I was braced to see heart-wrenching footage of factory farms and gory images of sickly hearts undergoing surgery, but there was actually much more of the latter than the former. This isn't a film about animal rights, although it touches upon the subject briefly when the filmmaker visits Gene Baur, the founder of Farm Sanctuary in Watkins, NY. Its subject is nutrition and the indisputable science behind the fact that a plant-based diet is the most beneficial diet for humans from every perspective: warding off disease -- including cancer, heart disease and diabetes -- lowering incidences of depression, lowering the cost of health care on an individual and institutional basis, stabilizing the economy and contributing to the health of the planet. Seems like tall order for a salad, no?
The film explores why we seem to favor surgery and pharmaceuticals over such a simple answer to our national health crises. (Hint: The same people who created the food pyramid represent Big Agro and sit on the Dairy Council.) There's fascinating footage from the fifties and sixties showing ads encouraging people to drink lots of milk and eat meat for protein. And all those messages are still lodged firmly in the consciousness of the American people even as meat and dairy over-consumption continues to make us sicker and sicker.
The two stars of the film are T. Colin Campbell, Ph.D. and Caldwell Esseltyn, M.D., whose work provides much of the decades-long research and clinical experience to back up the therapeutic claims of a plant-based diet. But they are joined by many other medical professional whose work also verifies these claims. (There are, of course, dissenting opinions gathered by representatives from the American Dietetic Association and the USDA, but these are pretty easily dismissed when their ties to Big Agro are exposed.)

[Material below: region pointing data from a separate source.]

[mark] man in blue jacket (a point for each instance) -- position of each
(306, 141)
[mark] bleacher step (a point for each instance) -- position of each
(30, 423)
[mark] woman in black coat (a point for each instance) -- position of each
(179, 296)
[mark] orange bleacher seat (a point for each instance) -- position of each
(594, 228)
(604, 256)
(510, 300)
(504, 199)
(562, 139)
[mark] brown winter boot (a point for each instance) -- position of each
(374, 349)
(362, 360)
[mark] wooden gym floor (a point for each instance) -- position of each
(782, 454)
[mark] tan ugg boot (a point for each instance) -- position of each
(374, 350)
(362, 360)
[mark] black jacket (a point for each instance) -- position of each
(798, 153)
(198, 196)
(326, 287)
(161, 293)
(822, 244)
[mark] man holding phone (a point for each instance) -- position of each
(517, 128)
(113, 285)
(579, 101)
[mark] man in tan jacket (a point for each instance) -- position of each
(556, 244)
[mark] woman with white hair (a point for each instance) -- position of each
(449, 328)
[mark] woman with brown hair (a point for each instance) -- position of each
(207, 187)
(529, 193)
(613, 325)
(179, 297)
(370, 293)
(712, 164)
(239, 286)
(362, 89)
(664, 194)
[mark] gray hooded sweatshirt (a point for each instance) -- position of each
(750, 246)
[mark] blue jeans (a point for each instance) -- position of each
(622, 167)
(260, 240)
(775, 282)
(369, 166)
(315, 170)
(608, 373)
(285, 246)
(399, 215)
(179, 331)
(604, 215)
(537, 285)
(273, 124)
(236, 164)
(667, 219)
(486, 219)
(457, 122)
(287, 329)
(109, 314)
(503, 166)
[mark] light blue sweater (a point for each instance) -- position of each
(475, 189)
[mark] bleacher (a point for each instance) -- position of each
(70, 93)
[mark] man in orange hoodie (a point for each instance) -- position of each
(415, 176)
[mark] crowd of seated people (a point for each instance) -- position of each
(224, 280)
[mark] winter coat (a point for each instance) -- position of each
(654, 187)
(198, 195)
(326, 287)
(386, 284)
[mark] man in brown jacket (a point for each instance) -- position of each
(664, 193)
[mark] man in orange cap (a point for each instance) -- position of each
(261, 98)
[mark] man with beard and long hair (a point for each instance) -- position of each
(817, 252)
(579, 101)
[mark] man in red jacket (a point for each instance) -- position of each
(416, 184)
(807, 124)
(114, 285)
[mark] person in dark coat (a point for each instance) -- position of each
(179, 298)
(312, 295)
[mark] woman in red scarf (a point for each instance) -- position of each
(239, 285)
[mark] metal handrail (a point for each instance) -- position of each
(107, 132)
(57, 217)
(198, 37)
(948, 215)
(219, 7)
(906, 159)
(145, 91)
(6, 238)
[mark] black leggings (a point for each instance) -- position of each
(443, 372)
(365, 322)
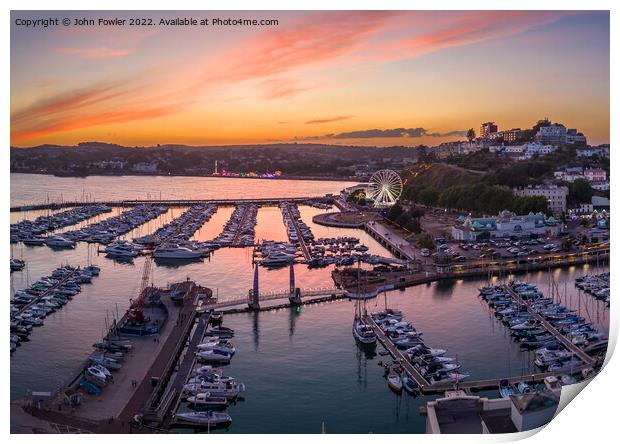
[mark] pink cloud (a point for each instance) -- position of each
(328, 120)
(97, 53)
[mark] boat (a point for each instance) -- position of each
(395, 381)
(206, 419)
(205, 400)
(175, 253)
(505, 389)
(409, 384)
(363, 332)
(59, 242)
(216, 356)
(221, 332)
(96, 376)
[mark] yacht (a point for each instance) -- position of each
(205, 400)
(59, 242)
(207, 419)
(176, 253)
(123, 250)
(363, 332)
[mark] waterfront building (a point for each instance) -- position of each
(487, 129)
(458, 412)
(505, 225)
(145, 167)
(555, 195)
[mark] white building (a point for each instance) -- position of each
(145, 167)
(555, 195)
(505, 225)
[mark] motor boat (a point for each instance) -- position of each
(206, 419)
(216, 356)
(221, 332)
(121, 250)
(363, 332)
(505, 389)
(409, 384)
(205, 400)
(59, 242)
(395, 381)
(163, 252)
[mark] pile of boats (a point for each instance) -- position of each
(345, 250)
(17, 265)
(208, 390)
(31, 230)
(107, 230)
(107, 358)
(551, 354)
(320, 205)
(596, 285)
(173, 239)
(29, 307)
(274, 254)
(431, 363)
(292, 220)
(239, 229)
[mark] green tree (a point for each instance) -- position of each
(580, 191)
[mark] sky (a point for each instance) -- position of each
(357, 78)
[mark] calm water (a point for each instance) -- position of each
(32, 188)
(301, 369)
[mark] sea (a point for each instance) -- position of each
(303, 370)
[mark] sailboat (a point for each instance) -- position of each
(363, 332)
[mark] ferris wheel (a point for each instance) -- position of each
(386, 187)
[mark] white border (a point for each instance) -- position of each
(590, 418)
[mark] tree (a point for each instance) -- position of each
(580, 191)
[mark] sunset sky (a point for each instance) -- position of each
(416, 77)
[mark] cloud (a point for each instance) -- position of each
(96, 53)
(328, 120)
(385, 134)
(280, 88)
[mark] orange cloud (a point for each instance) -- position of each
(329, 120)
(98, 53)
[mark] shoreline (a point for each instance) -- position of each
(129, 174)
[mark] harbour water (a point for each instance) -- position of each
(302, 368)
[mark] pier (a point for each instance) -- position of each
(302, 241)
(167, 202)
(483, 384)
(587, 359)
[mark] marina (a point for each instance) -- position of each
(278, 319)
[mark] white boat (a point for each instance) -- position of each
(395, 382)
(59, 242)
(216, 356)
(206, 400)
(176, 253)
(121, 250)
(363, 332)
(206, 419)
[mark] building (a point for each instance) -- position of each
(508, 136)
(600, 151)
(529, 150)
(487, 129)
(505, 225)
(459, 412)
(555, 195)
(145, 167)
(595, 175)
(575, 138)
(553, 134)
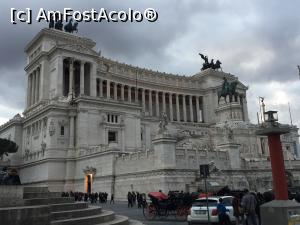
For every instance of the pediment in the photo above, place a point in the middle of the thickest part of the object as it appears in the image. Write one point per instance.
(78, 48)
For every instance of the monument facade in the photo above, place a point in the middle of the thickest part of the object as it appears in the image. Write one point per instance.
(94, 124)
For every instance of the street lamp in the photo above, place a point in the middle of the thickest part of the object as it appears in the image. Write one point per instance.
(273, 130)
(280, 210)
(271, 117)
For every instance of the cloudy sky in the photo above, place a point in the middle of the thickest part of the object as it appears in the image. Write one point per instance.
(258, 41)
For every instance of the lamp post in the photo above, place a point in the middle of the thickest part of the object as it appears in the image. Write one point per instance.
(280, 211)
(273, 130)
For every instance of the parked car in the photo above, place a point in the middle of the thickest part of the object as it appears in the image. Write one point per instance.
(198, 211)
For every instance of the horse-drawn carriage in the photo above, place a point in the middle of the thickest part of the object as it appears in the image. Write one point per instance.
(161, 205)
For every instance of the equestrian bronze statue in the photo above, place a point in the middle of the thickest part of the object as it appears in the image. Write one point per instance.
(228, 89)
(212, 65)
(58, 25)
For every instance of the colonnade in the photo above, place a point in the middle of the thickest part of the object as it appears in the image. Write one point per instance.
(33, 87)
(178, 106)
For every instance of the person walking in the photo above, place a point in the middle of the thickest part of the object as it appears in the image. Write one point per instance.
(223, 217)
(3, 174)
(129, 199)
(237, 211)
(249, 204)
(112, 199)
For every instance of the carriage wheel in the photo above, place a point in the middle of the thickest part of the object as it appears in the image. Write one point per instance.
(149, 211)
(181, 213)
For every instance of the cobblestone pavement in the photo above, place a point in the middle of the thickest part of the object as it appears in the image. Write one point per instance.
(137, 214)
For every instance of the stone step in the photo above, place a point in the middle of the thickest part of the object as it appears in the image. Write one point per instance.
(49, 201)
(36, 189)
(135, 222)
(28, 195)
(105, 216)
(92, 210)
(68, 206)
(119, 220)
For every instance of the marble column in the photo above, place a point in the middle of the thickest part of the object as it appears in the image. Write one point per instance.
(164, 101)
(33, 87)
(122, 92)
(184, 108)
(93, 77)
(177, 108)
(115, 91)
(38, 84)
(129, 93)
(71, 78)
(101, 87)
(143, 100)
(171, 106)
(29, 90)
(82, 77)
(136, 95)
(108, 89)
(157, 103)
(197, 109)
(191, 108)
(150, 103)
(71, 139)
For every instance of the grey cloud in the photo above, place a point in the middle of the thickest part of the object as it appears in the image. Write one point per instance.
(230, 30)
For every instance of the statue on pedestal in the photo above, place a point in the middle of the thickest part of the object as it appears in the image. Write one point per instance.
(228, 89)
(7, 146)
(163, 123)
(211, 65)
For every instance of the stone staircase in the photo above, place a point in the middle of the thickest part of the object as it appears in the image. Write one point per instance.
(65, 211)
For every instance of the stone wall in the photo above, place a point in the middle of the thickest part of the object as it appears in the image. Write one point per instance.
(11, 195)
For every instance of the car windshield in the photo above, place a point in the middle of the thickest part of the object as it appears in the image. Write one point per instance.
(202, 202)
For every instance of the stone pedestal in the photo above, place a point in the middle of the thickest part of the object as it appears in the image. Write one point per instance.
(233, 150)
(164, 152)
(232, 111)
(279, 212)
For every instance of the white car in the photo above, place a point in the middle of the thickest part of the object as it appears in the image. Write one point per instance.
(198, 211)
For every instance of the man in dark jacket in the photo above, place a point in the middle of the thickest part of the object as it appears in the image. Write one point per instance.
(223, 217)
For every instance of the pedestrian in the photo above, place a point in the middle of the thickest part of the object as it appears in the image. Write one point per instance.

Some surprises in the film: the only person to ever use the term "vegan" was Mac Danzig, an ultimate fighting star whose physique should put to rest forever the false claim that you need animal protein to build muscle. Danzig takes great pains to portray his dietary choice as personal, not political, saying that it's what works for him, and that he did it for totally selfish reasons to get into optimum shape. Still, watching him in action is a pretty compelling argument for becoming vegan! (Abs to rival Phil Collens's, y'all!)
The animal studies highlighted in the film that test links to dairy and cancer used groups of rats fed a diet of 5% casein (dairy protein) and 20%. The rats in the 5% group had negligible cancer rates, whereas the rats in the 20% group had skyrocketing cancer rates. But when the rats in the 20% group were brought down to a 5% casein diet, their rates dropped back down to the levels of the rats that had been fed a 5% diet all along. Now, I have to admit, animal studies (even for such a good cause) make me cringe. Still the idea that cancer triggers can be turned off just as easily as they can be turned on is pretty exciting. Even more exciting is that the no-cancer group didn't have casein removed entirely, just lowered to a 5% rate, which supports the idea that we can leave room in our diets for the occasional indulgence, and still enjoy health as long as the majority of the time we're consuming the stuff that's good for us. (Vegetables, grains, fruits.)

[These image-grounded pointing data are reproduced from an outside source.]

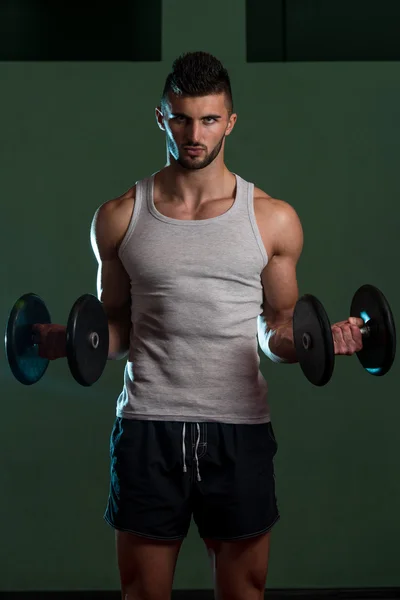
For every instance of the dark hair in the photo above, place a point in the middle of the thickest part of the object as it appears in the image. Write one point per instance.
(198, 74)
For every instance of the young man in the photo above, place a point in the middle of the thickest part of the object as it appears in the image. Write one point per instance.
(194, 262)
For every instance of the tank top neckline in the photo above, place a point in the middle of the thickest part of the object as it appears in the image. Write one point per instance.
(191, 222)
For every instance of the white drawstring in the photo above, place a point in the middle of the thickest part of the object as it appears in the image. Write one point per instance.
(184, 448)
(197, 458)
(196, 448)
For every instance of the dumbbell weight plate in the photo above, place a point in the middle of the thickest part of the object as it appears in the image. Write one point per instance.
(313, 340)
(22, 352)
(87, 340)
(379, 347)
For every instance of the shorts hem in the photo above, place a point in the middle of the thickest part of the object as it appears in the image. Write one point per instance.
(145, 535)
(245, 536)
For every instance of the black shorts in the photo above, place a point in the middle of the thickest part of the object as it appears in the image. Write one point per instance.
(165, 472)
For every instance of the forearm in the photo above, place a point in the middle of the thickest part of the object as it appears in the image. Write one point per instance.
(279, 341)
(119, 338)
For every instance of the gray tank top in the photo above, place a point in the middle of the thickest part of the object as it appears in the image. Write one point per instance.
(196, 296)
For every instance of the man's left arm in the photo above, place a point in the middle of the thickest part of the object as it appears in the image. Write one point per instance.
(279, 281)
(280, 288)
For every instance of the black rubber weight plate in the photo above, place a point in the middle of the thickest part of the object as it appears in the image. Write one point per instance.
(87, 317)
(22, 353)
(379, 348)
(318, 360)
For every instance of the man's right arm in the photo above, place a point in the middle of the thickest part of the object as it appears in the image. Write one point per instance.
(109, 226)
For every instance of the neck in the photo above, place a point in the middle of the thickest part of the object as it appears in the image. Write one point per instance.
(193, 187)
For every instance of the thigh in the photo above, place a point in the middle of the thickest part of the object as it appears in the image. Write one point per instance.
(240, 567)
(149, 492)
(235, 498)
(146, 566)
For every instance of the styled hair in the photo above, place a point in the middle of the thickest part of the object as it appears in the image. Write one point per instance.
(197, 74)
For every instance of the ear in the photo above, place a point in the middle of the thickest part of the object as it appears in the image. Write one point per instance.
(160, 118)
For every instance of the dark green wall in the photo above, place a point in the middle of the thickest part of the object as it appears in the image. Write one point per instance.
(324, 137)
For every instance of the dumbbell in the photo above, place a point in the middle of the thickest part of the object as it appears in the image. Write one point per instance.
(87, 339)
(314, 341)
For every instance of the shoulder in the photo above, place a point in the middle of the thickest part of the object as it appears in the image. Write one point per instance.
(278, 221)
(111, 221)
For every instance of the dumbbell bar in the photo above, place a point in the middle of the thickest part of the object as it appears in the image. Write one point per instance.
(86, 339)
(314, 342)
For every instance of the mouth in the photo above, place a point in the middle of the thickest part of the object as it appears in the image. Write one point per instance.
(193, 151)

We also got to see some regular people with the usual diseases (heart, diabetes, breast cancer) who switch to a plant-based diet under the supervision of Dr. Esselstyn and the results are pretty astounding. Diabetes is completely reversed, heart patients given less than a year to live thrive for the next 20. And then there's Ruth Heidrich, a woman who was diagnosed with breast cancer in her forties, who is still running Ironman triathlons in her seventies. There's a particularly clever shot of her running through a crowded park, past a bench where two elderly people -- probably her age -- are sitting, hunched, while she trots by in her form-fitting shorts. Almost like the viewer is given a choice: which person do you want to be? The sickly, tired one on the bench, or the one that's still vital well past an age when we expect people to have the energy for long walks, never mind running marathons.
Drs. Campbell and Esselstyn are also living examples of why a plant-based diet works. Both these men (born in '33 and '34, respectively) are in their seventies and healthy and active in their fields. Go see this movie! And if you don't want to take my word for it, take Roger Ebert's. He says it'll save your life.